North Korea has been ruled by the ‘Kims’ for 60 years. It has earned the wrath of the international community and the UN for gross violations of human rights, politically motivated purges and investing in nuclear weapons and military when more than half of its population starves.

What Jin-sung’s book does is strike a chord with the ordinary readers. You do not have to be an expert or a ‘tweed jacket’ academician on North Korea, in order to comprehend the book. It is not another work echoing the complications of the political climate of the country or the intricacies of its international relation. It is also not an ‘as expected’ repetition of the lack of basic rights in a dictatorial regime.

In his book ‘Dear Leader’, Jang Jin-sung offers a personal journey, a humane story of one man who is forced to escape the country leaving behind his family. Translator Shirley Lee has done a remarkable job in bringing those emotions to the English version of the book.

The author was in his twenties but was already writing propaganda poems praising the then ‘Dear Leader’ of North Korea Kim-Jong-il, father of the current autocrat Kim-Jong-Un. Jin-sung was an insider and almost had the privileged access to the compound of Kim-Jong-il and his minions. He was literally living in the same propaganda, parts of which he was assigned to create.
He eventually deciphered these facades of propaganda and saw the state machinery as solely created to serve a dynasty of dictators.

He came face to face with the ground situation when he visited his hometown. “It cost 10 won to wash your face with soap and water and five to wash with water alone.”
In a nation ruined by famine and economic degeneration, this was a common occurrence.

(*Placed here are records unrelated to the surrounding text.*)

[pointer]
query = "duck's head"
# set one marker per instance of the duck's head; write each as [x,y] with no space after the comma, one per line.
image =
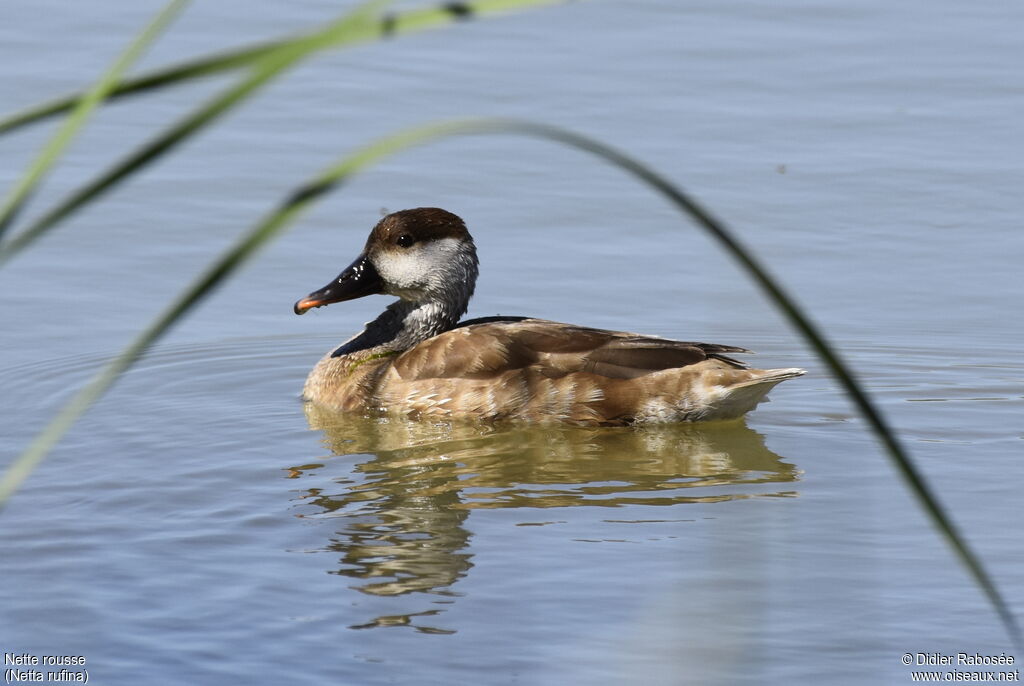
[420,255]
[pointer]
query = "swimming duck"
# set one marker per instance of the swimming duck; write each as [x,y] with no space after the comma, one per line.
[418,359]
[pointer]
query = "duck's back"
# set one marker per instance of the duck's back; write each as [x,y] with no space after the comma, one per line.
[537,370]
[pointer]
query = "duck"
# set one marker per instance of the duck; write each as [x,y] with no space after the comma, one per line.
[418,359]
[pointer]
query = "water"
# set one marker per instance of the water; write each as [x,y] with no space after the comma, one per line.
[198,525]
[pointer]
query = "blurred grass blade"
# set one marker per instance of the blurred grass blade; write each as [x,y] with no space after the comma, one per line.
[186,71]
[278,220]
[83,109]
[361,25]
[396,25]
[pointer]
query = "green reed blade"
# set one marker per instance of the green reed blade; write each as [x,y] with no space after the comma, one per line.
[186,71]
[358,27]
[399,24]
[334,176]
[80,115]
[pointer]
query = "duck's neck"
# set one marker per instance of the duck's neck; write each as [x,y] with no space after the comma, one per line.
[403,325]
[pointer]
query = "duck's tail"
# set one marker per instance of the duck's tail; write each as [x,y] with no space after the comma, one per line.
[740,397]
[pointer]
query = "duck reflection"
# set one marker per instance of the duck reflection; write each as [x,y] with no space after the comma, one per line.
[401,510]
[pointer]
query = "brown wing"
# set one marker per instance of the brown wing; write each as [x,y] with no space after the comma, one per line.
[485,349]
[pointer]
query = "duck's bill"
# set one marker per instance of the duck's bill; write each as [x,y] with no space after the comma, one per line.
[358,280]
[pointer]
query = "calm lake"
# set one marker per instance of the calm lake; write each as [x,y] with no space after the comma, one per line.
[200,525]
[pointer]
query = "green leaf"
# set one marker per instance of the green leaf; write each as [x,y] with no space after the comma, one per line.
[80,115]
[360,26]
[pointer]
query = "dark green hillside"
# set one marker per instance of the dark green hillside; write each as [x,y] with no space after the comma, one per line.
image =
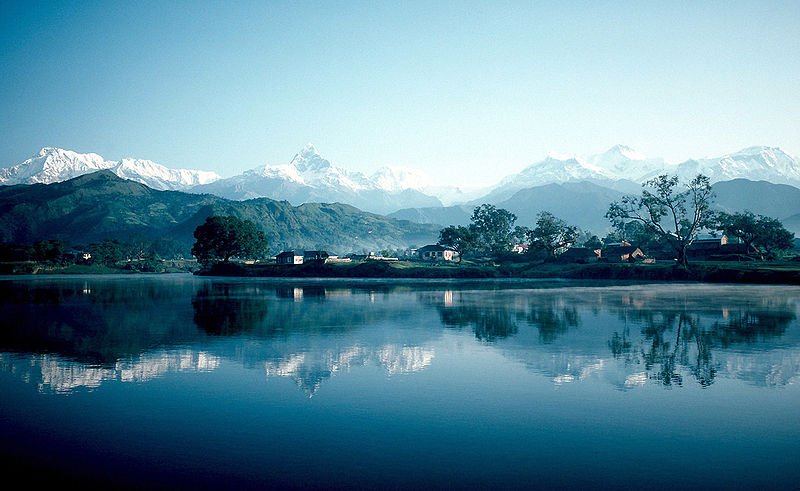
[101,206]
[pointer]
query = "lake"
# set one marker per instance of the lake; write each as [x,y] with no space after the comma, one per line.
[175,381]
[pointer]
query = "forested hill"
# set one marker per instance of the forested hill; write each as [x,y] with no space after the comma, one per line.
[100,206]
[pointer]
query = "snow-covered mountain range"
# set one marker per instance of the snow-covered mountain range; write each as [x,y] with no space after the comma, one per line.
[308,177]
[51,165]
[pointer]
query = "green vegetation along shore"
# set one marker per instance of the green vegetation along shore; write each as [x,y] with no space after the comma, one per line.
[714,272]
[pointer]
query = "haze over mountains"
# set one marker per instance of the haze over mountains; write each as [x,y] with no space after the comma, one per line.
[577,189]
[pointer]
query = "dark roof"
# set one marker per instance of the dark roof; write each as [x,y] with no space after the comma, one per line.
[578,252]
[434,247]
[620,249]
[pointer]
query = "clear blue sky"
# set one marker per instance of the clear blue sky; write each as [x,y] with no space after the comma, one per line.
[468,92]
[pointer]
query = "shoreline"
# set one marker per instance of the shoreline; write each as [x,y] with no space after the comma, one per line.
[784,273]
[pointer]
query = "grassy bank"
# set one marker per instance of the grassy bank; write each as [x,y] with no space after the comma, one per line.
[723,272]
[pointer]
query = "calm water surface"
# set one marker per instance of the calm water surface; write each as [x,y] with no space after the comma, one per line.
[181,382]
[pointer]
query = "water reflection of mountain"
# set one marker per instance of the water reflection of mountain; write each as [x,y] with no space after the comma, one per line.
[311,333]
[94,321]
[55,374]
[663,334]
[67,334]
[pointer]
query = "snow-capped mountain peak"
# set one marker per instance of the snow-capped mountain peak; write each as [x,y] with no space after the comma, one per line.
[392,178]
[53,164]
[758,163]
[626,163]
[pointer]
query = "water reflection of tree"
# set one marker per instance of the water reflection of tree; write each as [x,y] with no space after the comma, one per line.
[552,318]
[489,324]
[494,320]
[678,340]
[221,311]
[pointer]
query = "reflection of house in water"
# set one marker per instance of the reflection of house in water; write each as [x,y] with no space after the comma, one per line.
[55,374]
[298,293]
[311,368]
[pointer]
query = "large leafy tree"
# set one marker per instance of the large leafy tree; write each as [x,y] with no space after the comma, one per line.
[762,235]
[553,234]
[459,238]
[676,214]
[224,237]
[493,229]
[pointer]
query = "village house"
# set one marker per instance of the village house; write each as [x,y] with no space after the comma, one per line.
[580,255]
[622,253]
[520,248]
[315,256]
[289,257]
[436,252]
[706,245]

Rations are state controlled and the highest is given to party worker cadres. So grocery follows the pecking order of the day. “Three days rations…applied to the ranks of ministers…..ordinary Koreans got monthly rations.”

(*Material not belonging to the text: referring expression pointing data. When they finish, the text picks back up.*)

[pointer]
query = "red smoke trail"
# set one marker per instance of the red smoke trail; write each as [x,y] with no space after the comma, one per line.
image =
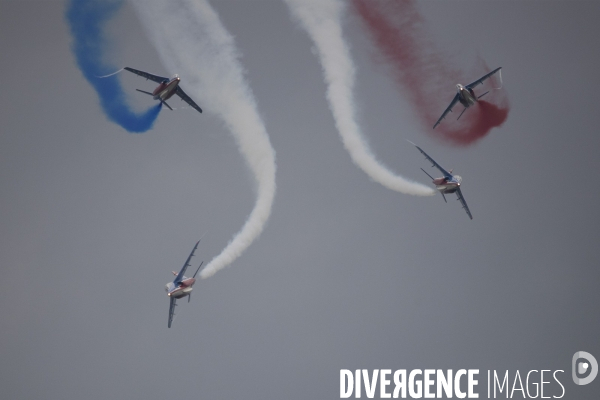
[425,77]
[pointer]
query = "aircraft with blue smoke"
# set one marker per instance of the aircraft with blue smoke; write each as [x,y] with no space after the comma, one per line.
[466,96]
[181,285]
[166,89]
[448,183]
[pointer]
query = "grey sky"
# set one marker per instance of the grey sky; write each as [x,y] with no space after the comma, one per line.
[347,274]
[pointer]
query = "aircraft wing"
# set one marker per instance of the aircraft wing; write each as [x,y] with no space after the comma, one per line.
[155,78]
[187,98]
[452,104]
[171,310]
[463,202]
[483,78]
[179,276]
[447,174]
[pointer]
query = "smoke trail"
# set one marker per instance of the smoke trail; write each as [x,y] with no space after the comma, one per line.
[422,72]
[192,41]
[322,20]
[86,19]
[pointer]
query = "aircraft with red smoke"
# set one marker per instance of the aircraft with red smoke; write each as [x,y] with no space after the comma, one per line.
[181,285]
[448,183]
[166,88]
[466,96]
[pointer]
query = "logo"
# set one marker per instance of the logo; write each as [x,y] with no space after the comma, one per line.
[584,363]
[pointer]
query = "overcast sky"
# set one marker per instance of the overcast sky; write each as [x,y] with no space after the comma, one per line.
[347,274]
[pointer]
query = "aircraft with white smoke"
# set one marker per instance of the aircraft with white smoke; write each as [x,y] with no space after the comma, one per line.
[466,96]
[181,285]
[166,89]
[448,183]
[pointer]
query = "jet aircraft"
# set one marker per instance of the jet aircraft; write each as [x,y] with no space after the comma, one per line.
[448,183]
[166,89]
[181,285]
[466,96]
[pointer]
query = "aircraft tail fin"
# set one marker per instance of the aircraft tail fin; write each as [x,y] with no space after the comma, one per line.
[198,269]
[143,91]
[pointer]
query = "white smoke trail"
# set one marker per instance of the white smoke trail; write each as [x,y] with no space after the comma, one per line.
[322,20]
[192,41]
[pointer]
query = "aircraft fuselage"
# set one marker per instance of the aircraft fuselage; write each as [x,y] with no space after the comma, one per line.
[447,185]
[466,96]
[184,288]
[166,90]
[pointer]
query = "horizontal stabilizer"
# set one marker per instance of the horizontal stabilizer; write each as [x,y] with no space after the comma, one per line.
[143,91]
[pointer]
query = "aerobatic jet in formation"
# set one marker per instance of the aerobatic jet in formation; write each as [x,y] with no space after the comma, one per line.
[466,96]
[448,183]
[181,285]
[166,89]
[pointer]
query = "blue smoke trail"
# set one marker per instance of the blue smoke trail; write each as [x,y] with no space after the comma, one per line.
[86,19]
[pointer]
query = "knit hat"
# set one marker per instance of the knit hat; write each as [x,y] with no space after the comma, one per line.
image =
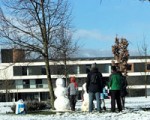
[94,65]
[114,68]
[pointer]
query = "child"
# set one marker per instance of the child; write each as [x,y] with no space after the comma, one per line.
[103,96]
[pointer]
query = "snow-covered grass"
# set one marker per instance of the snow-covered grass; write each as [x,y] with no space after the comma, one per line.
[134,111]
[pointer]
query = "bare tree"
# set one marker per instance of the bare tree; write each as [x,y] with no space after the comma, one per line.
[121,54]
[33,25]
[67,48]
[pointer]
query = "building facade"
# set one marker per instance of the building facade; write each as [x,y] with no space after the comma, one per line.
[27,80]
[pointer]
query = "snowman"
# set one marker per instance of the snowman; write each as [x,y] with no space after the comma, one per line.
[85,103]
[62,102]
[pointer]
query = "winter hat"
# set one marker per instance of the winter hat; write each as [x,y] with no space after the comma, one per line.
[113,68]
[94,65]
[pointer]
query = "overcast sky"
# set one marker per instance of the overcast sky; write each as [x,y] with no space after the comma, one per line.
[98,22]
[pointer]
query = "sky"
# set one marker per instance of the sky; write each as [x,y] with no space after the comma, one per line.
[98,22]
[134,111]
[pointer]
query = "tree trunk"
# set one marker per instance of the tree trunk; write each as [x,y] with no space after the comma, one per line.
[49,80]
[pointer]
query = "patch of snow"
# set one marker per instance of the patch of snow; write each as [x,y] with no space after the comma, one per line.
[133,111]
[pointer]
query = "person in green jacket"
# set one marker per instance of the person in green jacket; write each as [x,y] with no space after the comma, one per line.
[115,87]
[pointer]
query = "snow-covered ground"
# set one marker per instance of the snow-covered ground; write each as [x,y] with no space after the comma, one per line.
[133,111]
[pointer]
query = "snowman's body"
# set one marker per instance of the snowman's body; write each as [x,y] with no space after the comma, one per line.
[85,103]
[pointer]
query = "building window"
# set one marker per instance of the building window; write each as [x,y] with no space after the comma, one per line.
[43,70]
[39,83]
[139,67]
[17,70]
[148,67]
[130,68]
[24,70]
[26,83]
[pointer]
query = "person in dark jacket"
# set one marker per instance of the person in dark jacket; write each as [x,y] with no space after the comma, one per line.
[94,88]
[115,87]
[72,91]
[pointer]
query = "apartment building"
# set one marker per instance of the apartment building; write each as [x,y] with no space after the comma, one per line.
[21,79]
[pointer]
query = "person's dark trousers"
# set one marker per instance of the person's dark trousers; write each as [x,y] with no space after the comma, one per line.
[72,102]
[115,97]
[91,99]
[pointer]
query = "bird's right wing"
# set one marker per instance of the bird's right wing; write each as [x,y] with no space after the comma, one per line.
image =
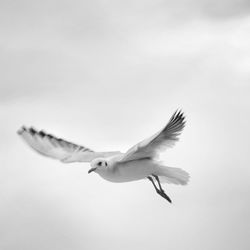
[150,148]
[57,148]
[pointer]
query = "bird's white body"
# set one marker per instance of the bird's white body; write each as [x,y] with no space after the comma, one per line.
[129,171]
[139,162]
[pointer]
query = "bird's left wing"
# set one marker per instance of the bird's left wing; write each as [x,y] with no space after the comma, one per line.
[57,148]
[149,148]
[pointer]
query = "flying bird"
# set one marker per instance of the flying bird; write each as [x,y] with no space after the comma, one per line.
[139,162]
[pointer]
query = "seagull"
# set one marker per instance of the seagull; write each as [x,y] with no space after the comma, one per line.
[139,162]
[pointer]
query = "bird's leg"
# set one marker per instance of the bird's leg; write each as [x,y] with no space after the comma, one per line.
[160,192]
[161,189]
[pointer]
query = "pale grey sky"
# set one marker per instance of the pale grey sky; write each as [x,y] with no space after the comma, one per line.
[107,74]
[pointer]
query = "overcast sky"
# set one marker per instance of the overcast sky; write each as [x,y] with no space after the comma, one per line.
[107,74]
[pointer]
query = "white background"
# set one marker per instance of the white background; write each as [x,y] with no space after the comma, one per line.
[107,74]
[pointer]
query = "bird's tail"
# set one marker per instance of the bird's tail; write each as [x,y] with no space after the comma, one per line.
[173,175]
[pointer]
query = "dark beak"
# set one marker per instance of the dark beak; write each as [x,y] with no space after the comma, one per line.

Jin-sung’s native place Sariwon even has a Corpse Division. “They get rid of corpses….all sorts of people move through the station, so they come here to beg until they die.” Sung felt guilty for not knowing. The author was rich and unaware of the plight of his folks. “I could not believe they were eating rice by grain, instead of in servings.” Jin-sung’s ‘Dear Leader’ did not care and ate his rice balls.

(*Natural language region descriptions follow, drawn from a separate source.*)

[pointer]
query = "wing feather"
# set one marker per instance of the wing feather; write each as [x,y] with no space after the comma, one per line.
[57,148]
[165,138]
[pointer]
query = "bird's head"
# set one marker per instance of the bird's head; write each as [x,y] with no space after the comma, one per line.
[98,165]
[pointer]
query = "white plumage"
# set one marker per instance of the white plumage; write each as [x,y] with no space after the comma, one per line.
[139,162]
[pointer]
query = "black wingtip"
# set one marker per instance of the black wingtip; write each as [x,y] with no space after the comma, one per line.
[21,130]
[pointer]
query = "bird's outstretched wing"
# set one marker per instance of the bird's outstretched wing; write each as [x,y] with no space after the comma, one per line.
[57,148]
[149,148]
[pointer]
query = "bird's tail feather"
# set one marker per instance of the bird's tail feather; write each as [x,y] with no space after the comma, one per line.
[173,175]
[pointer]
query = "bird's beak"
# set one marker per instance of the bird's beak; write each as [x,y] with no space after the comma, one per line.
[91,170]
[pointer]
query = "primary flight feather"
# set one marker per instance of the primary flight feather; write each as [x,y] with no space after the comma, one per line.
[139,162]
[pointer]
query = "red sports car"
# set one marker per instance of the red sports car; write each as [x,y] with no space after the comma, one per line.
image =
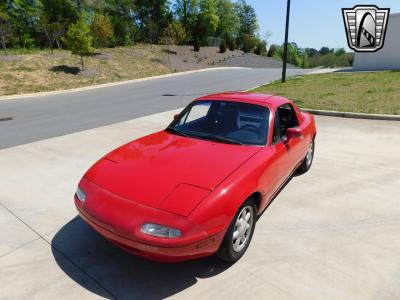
[197,187]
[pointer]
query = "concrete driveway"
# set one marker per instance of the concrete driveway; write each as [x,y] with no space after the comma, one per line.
[330,234]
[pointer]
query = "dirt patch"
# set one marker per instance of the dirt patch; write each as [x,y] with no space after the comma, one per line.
[10,58]
[42,71]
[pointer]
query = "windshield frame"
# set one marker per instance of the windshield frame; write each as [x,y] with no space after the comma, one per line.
[204,135]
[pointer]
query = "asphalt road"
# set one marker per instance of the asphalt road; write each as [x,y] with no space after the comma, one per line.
[49,116]
[332,233]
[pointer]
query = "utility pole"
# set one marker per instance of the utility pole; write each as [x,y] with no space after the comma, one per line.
[285,51]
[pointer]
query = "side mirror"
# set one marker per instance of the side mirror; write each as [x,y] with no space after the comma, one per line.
[293,132]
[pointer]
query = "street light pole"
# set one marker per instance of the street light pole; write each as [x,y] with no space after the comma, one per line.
[285,51]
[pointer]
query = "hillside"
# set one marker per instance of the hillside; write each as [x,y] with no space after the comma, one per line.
[39,70]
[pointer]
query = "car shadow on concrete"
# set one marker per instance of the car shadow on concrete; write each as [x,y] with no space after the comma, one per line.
[115,273]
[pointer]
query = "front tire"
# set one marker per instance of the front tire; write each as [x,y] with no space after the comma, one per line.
[240,232]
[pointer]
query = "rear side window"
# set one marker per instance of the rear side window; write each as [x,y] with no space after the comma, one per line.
[277,135]
[287,117]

Due to certain circumstances, Jin-sung had to escape along with his friend. Although he managed to reach China he was hunted by both Chinese authorities and North Korean agents. He faced starvation, homelessness and the fear of a horrible death or arrest and deportation. He was saved every time by a ‘good Samaritan’, mostly strangers.

Jin-sung’s story details his personal journey to regain his dignity as a free soul. It is also a story of the courage which a man took to leap towards his own freedom. “Freedom is freely given to anyone born in a free land, but others have to risk their lives for it.”

The book does quite well in chronicling the personal experience of the author. To call the book merely poignant is to bedim some of the hard facts. As he crafts his own story in an amazingly visual and tempestuous manner, Jin-sung tucks in a chapter or two on Kim-Jong-il’s manipulative strategy and conniving diplomacy. “North Korea uses dialogue as a tool of deception rather than of negotiation.”

The book briefly discusses the Sunshine Policy of diplomacy. It was aimed at improving the relationship between North Korea and South Korea through strategic cooperation. Kim-Jong il twisted it to extract higher economic benefit for his party.

‘Dear Leader’ is not for those who are looking to be an expert on the economy of North Korea, the significance of this country to its neighbour and the world, its relationship with other countries or its history. It is for those who want to know what it is to live there as a citizen, work in the roots of its impregnable secrecy and pushing the limits to gain your freedom. Above all, it is the voice of one man and the voice of many which have been suppressed.

A lot has changed since Jin-sung escaped. Kim-Jong-il’s son Kim-Jong-un now rules North Korea but the denial of democracy continues and some another story waits.